Character of Employment – Key Factor in Determining Whether Cause Exists

Menagh v. Hamilton (City) – Ontario Court of Appeal – April 5, 2007

In determining whether cause exists when terminating an employee, the contextual approach requires an examination of the employee’s character of employment.

The Ontario Court of Appeal’s decision on April 5, 2007 in Menagh v. Hamilton (City) [2007] O.J. No. 1310 (“Menagh“) demonstrates that a key factor in the contextual approach in determining whether misconduct committed by an employee is worthy of termination for cause is the character of employment. This approach must be applied when determining whether or not dismissal without notice is appropriate in any given situation.

In Menagh, the employee worked for the City of Hamilton and was responsible for the City’s labour relations. However, in 2005 the City dismissed the employee without notice after the employee personally and sexually harassed a co-worker. In response, the employee sued the City for wrongful dismissal. The Trial Judge dismissed this action stating that there was overwhelming evidence that the employee engaged in this misconduct.

On appeal to the Ontario Court of Appeal, the Court determined that the Trial Judge had not erred in finding that the City was justified in terminating the employee without notice. In making this decision, the Court considered whether the employee committed misconduct consisting of harassment and whether the degree of the misconduct warranted the employee’s dismissal without notice.

The Court found that “The Trial Judge did not err in finding that on the totality of the evidence, the City had established misconduct consisting of harassment, harassment in the workplace and sexual harassment in the workplace in violation of the City’s harassment policies.” The employee had “persisted in trying to be in a romantic relationship with [his co-worker] after she repeatedly told him that she was no longer interested.” In doing so, the employee communicated with the co-worker’s superiors, colleagues, family members and the co-worker herself. Also, the employee went to the co-worker’s home, watched her at work and made a point of parking his car next to hers.

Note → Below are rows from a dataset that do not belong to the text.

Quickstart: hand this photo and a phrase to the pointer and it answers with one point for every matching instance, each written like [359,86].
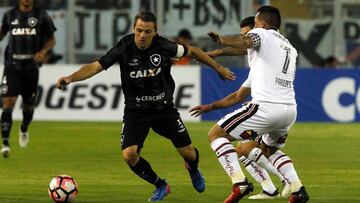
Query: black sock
[143,169]
[27,118]
[193,165]
[6,123]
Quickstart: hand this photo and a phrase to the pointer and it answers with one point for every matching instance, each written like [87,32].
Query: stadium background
[67,137]
[317,28]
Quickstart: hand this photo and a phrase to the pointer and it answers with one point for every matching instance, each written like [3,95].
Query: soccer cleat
[197,179]
[239,190]
[300,196]
[160,193]
[286,191]
[266,195]
[5,151]
[23,138]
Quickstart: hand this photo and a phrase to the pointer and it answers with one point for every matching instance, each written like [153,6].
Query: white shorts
[270,120]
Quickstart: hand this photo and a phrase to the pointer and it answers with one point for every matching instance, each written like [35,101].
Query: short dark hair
[146,16]
[271,15]
[185,33]
[248,21]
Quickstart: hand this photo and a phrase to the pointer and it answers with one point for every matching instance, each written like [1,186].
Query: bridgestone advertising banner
[100,98]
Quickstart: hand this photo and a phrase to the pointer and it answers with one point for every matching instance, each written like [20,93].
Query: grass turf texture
[326,157]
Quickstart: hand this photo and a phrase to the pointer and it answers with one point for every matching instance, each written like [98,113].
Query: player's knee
[8,103]
[215,132]
[239,149]
[130,156]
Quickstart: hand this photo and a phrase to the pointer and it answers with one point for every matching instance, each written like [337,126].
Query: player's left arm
[233,98]
[227,51]
[2,34]
[202,57]
[239,41]
[49,44]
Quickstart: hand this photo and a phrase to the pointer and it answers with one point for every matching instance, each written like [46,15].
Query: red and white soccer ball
[63,188]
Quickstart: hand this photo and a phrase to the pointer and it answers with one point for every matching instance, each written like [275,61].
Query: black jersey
[145,74]
[29,31]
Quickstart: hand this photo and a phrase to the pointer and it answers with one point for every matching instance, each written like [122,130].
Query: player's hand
[212,54]
[63,82]
[198,110]
[39,56]
[215,37]
[226,74]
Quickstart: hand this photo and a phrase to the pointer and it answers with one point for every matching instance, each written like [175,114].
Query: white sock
[228,158]
[259,174]
[257,156]
[285,166]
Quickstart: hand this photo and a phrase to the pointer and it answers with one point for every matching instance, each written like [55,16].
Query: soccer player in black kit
[31,36]
[145,63]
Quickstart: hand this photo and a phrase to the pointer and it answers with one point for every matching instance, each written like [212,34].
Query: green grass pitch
[326,156]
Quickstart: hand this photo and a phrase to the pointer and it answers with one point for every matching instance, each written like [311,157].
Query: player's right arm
[233,98]
[227,51]
[85,72]
[2,35]
[4,27]
[239,41]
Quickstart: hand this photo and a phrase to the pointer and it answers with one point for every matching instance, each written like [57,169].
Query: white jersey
[272,63]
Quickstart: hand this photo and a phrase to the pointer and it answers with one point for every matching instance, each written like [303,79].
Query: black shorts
[20,82]
[168,124]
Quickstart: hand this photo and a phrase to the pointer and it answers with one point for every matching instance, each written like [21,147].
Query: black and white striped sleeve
[255,38]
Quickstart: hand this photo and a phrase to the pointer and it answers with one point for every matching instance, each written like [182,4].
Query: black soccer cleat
[300,196]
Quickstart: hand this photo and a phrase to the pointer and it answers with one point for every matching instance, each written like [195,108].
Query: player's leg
[9,91]
[171,126]
[275,140]
[134,133]
[6,123]
[29,89]
[256,154]
[269,191]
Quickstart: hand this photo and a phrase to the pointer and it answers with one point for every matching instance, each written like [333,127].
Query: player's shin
[6,123]
[27,118]
[192,165]
[228,158]
[259,174]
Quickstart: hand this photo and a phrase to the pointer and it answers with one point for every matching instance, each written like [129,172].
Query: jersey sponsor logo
[158,97]
[181,126]
[134,62]
[15,22]
[22,56]
[155,59]
[145,73]
[23,31]
[283,82]
[32,22]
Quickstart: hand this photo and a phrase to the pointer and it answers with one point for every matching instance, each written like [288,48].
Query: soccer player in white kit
[271,112]
[269,190]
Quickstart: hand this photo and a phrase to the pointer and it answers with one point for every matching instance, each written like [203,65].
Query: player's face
[144,33]
[259,23]
[245,30]
[26,3]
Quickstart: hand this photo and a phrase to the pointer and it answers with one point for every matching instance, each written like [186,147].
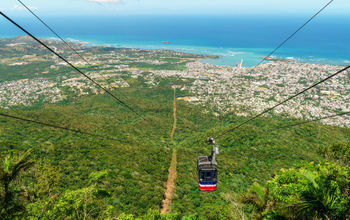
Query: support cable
[64,41]
[286,100]
[77,69]
[292,35]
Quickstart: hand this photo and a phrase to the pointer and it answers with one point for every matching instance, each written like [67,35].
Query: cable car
[206,169]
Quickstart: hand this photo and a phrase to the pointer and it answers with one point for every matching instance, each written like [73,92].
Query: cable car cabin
[206,169]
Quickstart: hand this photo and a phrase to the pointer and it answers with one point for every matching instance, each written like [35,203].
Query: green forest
[300,172]
[295,173]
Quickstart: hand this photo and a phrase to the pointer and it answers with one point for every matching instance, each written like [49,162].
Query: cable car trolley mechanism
[206,169]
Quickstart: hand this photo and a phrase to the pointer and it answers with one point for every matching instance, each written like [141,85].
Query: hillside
[76,176]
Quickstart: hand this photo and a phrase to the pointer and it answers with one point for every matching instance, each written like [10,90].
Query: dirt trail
[174,113]
[170,184]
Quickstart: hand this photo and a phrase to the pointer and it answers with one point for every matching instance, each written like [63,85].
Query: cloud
[21,8]
[106,1]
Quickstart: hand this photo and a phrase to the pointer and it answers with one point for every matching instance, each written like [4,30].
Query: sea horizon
[232,38]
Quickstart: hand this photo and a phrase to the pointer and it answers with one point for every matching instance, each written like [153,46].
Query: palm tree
[318,202]
[257,197]
[10,169]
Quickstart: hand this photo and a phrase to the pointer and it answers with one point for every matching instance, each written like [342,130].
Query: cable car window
[202,175]
[214,174]
[208,175]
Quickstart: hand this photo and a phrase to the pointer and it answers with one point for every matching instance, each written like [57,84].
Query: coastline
[224,56]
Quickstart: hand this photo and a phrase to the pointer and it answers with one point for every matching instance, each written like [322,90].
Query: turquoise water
[233,38]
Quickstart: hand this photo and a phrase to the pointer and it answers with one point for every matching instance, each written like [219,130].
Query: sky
[175,7]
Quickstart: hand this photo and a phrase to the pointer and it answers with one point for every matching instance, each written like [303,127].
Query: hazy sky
[233,7]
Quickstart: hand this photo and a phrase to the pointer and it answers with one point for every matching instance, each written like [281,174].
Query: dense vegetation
[295,173]
[73,175]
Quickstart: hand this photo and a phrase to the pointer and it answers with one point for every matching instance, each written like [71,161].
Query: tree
[320,191]
[11,168]
[257,197]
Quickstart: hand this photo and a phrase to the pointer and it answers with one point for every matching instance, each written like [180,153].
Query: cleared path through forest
[170,184]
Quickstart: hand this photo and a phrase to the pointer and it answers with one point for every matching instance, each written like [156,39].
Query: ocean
[233,38]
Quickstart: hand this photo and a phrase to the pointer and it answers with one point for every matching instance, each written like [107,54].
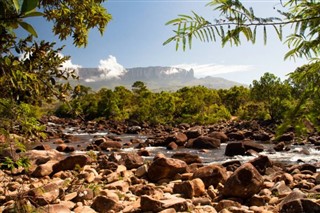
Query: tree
[236,22]
[31,72]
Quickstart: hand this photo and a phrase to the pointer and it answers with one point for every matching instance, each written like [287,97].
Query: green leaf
[32,14]
[29,5]
[16,5]
[28,28]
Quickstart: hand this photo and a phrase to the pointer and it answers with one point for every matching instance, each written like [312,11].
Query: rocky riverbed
[105,178]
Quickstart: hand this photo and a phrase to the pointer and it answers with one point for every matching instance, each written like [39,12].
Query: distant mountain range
[155,78]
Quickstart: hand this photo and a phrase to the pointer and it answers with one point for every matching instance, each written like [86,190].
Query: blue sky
[135,35]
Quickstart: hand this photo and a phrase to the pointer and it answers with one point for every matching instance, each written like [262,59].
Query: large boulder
[243,183]
[234,148]
[211,175]
[165,168]
[190,189]
[205,142]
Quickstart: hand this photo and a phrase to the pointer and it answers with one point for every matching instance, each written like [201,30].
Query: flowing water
[297,154]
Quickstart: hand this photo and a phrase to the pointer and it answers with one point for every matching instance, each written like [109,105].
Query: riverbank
[104,178]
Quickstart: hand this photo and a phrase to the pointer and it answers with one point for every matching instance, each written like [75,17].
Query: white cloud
[203,70]
[69,65]
[110,68]
[171,71]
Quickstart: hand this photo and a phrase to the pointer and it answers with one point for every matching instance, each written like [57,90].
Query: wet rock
[261,136]
[261,163]
[45,195]
[172,146]
[179,138]
[225,204]
[296,202]
[42,147]
[279,147]
[232,165]
[243,183]
[205,142]
[194,132]
[234,148]
[238,136]
[211,175]
[104,204]
[187,157]
[165,168]
[248,144]
[190,189]
[286,137]
[65,148]
[303,167]
[219,135]
[110,145]
[44,169]
[149,190]
[130,160]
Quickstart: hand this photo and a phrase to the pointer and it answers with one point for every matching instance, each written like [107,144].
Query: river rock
[165,168]
[194,132]
[190,189]
[249,144]
[243,183]
[44,169]
[219,135]
[261,163]
[238,135]
[234,148]
[149,204]
[179,138]
[172,146]
[205,142]
[110,145]
[54,208]
[70,163]
[187,157]
[45,194]
[104,204]
[130,160]
[211,175]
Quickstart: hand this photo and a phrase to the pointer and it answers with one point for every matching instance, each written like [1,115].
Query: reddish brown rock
[234,148]
[104,204]
[172,146]
[179,138]
[205,142]
[243,183]
[187,157]
[110,145]
[163,168]
[211,175]
[219,135]
[70,163]
[190,189]
[130,160]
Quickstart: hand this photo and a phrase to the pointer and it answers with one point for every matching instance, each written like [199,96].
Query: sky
[135,36]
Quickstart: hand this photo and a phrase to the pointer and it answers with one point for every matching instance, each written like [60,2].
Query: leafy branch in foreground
[235,20]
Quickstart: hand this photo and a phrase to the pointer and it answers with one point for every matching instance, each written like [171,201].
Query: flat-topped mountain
[156,78]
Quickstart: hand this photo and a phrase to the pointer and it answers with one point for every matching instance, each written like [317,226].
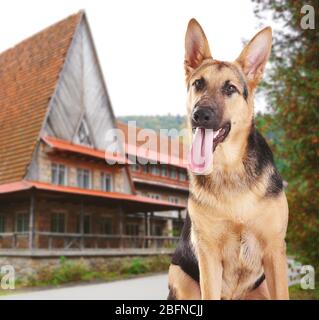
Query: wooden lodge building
[57,192]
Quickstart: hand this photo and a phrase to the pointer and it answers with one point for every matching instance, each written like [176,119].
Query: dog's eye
[228,89]
[199,84]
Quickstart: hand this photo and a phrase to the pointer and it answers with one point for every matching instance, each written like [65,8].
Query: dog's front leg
[211,272]
[276,272]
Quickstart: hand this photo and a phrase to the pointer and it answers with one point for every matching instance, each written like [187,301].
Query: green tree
[291,88]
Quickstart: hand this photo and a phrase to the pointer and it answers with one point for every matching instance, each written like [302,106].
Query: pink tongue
[200,157]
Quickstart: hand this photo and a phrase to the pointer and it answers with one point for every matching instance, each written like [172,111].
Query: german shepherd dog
[233,241]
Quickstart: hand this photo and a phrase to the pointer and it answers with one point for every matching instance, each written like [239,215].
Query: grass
[69,271]
[297,293]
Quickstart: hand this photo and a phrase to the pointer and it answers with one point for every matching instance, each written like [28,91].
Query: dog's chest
[241,254]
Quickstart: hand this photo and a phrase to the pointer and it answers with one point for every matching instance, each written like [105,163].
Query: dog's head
[220,94]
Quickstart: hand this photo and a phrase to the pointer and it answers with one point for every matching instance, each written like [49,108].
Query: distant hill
[156,122]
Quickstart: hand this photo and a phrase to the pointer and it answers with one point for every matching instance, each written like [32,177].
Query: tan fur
[237,233]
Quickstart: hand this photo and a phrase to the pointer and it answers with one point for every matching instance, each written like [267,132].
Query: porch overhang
[129,202]
[65,146]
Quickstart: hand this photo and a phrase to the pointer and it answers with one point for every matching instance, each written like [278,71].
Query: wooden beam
[82,225]
[31,220]
[121,226]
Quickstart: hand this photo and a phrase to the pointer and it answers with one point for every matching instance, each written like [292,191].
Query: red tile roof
[62,145]
[28,76]
[163,151]
[27,185]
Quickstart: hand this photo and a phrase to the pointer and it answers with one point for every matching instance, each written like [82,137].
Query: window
[136,167]
[58,222]
[2,223]
[86,224]
[173,174]
[132,229]
[84,178]
[173,199]
[106,182]
[155,170]
[154,196]
[164,172]
[157,230]
[83,135]
[182,176]
[106,225]
[22,222]
[58,174]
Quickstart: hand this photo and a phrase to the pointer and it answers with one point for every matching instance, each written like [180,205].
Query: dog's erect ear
[254,56]
[196,47]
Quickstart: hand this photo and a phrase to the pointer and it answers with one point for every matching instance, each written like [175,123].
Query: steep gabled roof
[29,73]
[166,150]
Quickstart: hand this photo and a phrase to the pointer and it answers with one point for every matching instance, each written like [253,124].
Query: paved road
[146,288]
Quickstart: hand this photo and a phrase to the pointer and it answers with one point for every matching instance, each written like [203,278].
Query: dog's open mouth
[204,143]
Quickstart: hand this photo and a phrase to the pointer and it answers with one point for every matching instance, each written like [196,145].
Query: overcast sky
[140,43]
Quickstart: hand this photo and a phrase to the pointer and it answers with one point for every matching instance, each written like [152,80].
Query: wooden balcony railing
[71,241]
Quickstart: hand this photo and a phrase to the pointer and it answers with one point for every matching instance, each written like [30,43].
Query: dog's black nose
[203,117]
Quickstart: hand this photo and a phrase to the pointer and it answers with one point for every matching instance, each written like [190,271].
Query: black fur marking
[171,294]
[259,155]
[275,185]
[245,92]
[258,282]
[184,255]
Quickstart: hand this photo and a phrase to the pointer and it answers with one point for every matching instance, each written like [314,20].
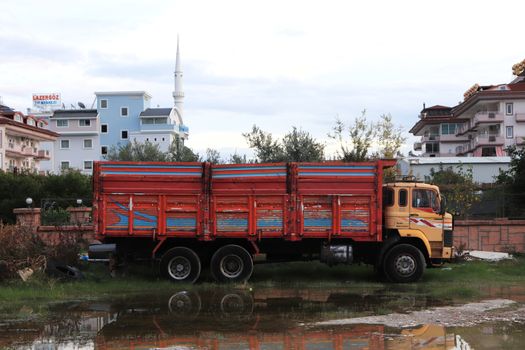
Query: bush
[14,189]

Additionally, the Court established that the degree of the employee’s misconduct permitted his dismissal without notice. Citing the legal principle found in the Supreme Court of Canada’s decision of McKinley v. BC Tel [2001] 2 S.C.R. 161, “…courts must employ a contextual approach to determine whether just cause exists for termination.” The Court found that “the character of the [employee’s] employment is a key factor” in determining whether his dismissal without notice was permissible. The Court stated, “The [employee] was responsible for labour relations for the City of Hamilton. As such, he was in a senior position that required him to be familiar with all workplace policies (including policies relating to harassment). His misconduct is therefore more serious in light of his particular employment responsibilities.” Due to the character of the employee’s employment, the Court found that the City was justified in dismissing the employee without notice.

The decision in Menagh seems to suggest that some employees can be dismissed without notice for certain misconduct, while others in the same context cannot be due to their differing characters of employment. Instead, these latter employees would be either punished less severely, such as through suspension or warnings, or dismissed with appropriate notice; otherwise the employer may be found to have wrongfully dismissed the employee.